Wittern: Tempo 30 vor der Grundschule Osterbrook – Behörde blockiert, Lärmaktionsplan öffnet neuen Weg
Bezirksversammlung und Regionalausschuss forderten Tempo 30 auf der Wendenstraße – die Straßenverkehrsbehörde lehnt ab. Wittern hält die Forderung aufrecht und setzt auf den Lärmaktionsplan 2026.
Hamburg-Mitte, 12. Februar 2026 – Bereits im Dezember 2024 beschloss der Regionalausschuss Hamm/Horn/Borgfelde einstimmig, auf der Wendenstraße vor der Grundschule Osterbrook Tempo 30 in den Werktags-Stunden von 6 bis 19 Uhr anzuordnen (Drucksache 23-0281).
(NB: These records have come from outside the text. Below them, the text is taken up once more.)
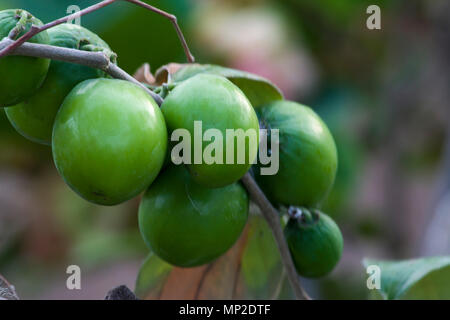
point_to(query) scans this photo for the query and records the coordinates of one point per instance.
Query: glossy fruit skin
(21, 76)
(307, 155)
(34, 117)
(109, 140)
(221, 105)
(315, 247)
(187, 224)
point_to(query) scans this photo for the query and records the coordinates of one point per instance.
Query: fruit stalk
(35, 29)
(87, 58)
(100, 61)
(273, 219)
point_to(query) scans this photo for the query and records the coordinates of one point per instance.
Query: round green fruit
(20, 76)
(109, 140)
(307, 155)
(315, 242)
(34, 117)
(187, 224)
(214, 102)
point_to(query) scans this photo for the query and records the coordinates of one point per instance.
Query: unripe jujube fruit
(218, 104)
(187, 224)
(20, 76)
(307, 155)
(315, 242)
(109, 140)
(34, 117)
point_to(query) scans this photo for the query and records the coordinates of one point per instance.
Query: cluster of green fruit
(110, 142)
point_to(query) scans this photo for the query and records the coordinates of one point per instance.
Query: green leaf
(152, 276)
(424, 278)
(251, 269)
(257, 89)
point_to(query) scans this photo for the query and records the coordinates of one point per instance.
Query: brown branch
(101, 61)
(273, 219)
(174, 21)
(96, 60)
(34, 30)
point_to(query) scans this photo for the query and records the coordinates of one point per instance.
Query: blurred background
(383, 93)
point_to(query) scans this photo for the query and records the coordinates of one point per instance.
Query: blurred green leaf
(257, 89)
(252, 269)
(424, 278)
(152, 276)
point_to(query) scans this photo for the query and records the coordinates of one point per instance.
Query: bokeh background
(383, 93)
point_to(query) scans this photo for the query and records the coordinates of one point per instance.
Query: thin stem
(91, 59)
(174, 21)
(100, 61)
(273, 219)
(34, 30)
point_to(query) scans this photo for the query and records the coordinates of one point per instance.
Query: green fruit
(34, 117)
(315, 242)
(109, 140)
(218, 104)
(307, 155)
(187, 224)
(20, 76)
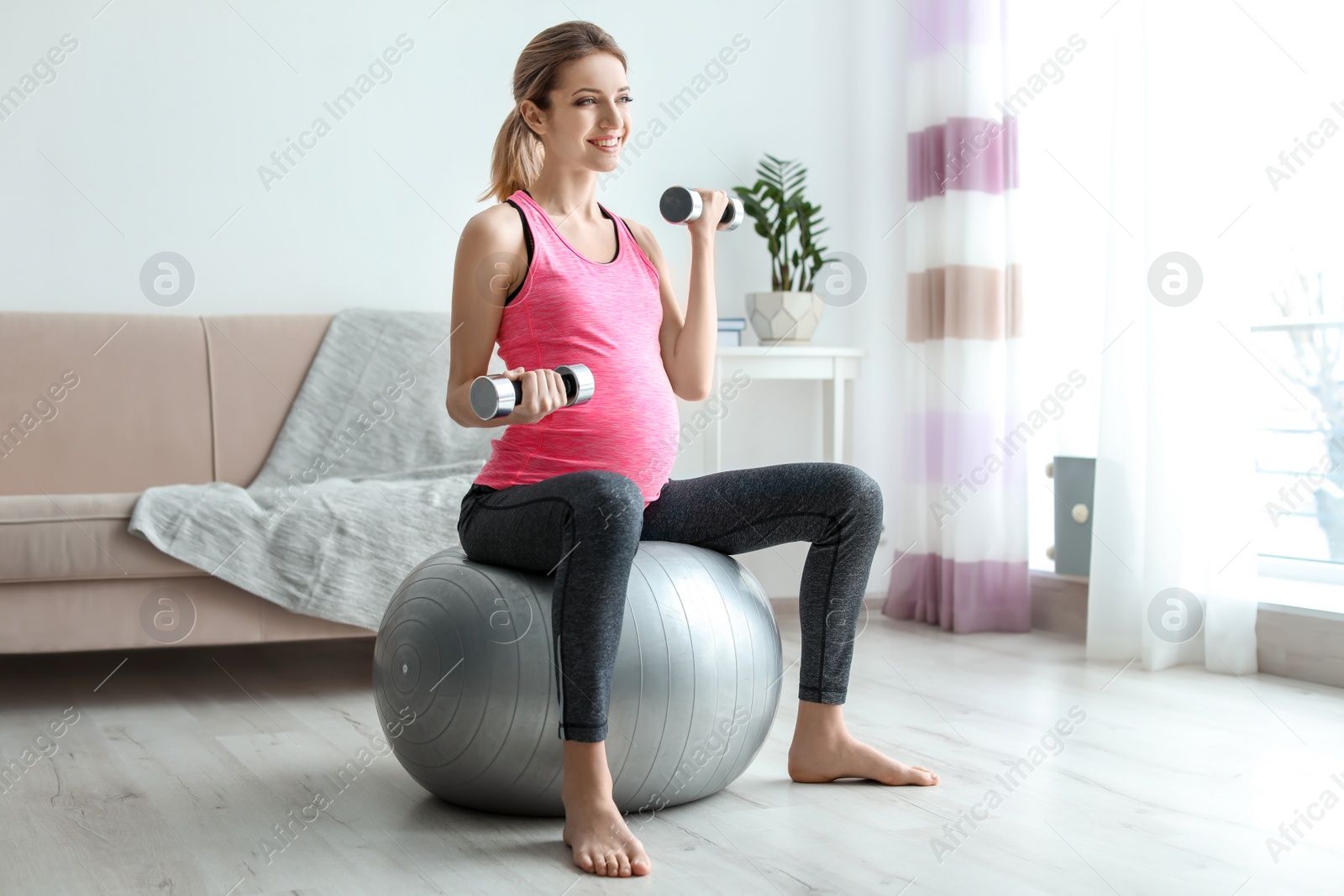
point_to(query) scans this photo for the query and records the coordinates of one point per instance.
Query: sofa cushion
(102, 402)
(77, 537)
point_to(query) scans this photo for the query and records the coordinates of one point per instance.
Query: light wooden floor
(185, 759)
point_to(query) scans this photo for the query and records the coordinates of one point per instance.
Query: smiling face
(589, 107)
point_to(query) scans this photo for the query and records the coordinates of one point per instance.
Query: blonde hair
(519, 154)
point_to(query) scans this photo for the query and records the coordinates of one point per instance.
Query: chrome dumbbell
(680, 206)
(497, 396)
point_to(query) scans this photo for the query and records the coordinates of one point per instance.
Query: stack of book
(730, 331)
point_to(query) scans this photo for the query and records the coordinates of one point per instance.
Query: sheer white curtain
(1147, 152)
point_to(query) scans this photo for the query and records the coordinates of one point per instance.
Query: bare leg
(595, 829)
(823, 750)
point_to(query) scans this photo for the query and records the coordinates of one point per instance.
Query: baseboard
(1299, 642)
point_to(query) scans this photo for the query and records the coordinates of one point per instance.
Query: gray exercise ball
(465, 684)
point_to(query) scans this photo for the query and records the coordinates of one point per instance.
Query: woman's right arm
(486, 269)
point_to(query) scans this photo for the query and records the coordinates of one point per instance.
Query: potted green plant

Die Bezirksversammlung Hamburg-Mitte bestätigte diese Forderung am 23. Januar 2025. Die zuständige Straßenverkehrsbehörde lehnte die Umsetzung dennoch ab – mit der Begründung, eine „besondere Gefahrenlage” nach § 45 StVO sei nicht nachweisbar.
Stephanie Wittern (Bündnis 90/Die Grünen), Bezirksabgeordnete und Mitantragstellerin:
„Wenn keine Unfälle passiert sind, heißt das nicht, dass kein Handlungsbedarf besteht – es heißt, dass Eltern und Kinder täglich mit einem unguten Gefühl über die Straße gehen. Parkende Autos versperren die Sicht auf den Zebrastreifen, und die Wendenstraße trägt als Ausweichroute zur B5 ein Verkehrsaufkommen, das in keiner Unfallstatistik auftaucht. Präventiver Kinderschutz darf nicht am Paradox einer Behörde scheitern, die erst Verletzte zählen muss, bevor sie handelt.”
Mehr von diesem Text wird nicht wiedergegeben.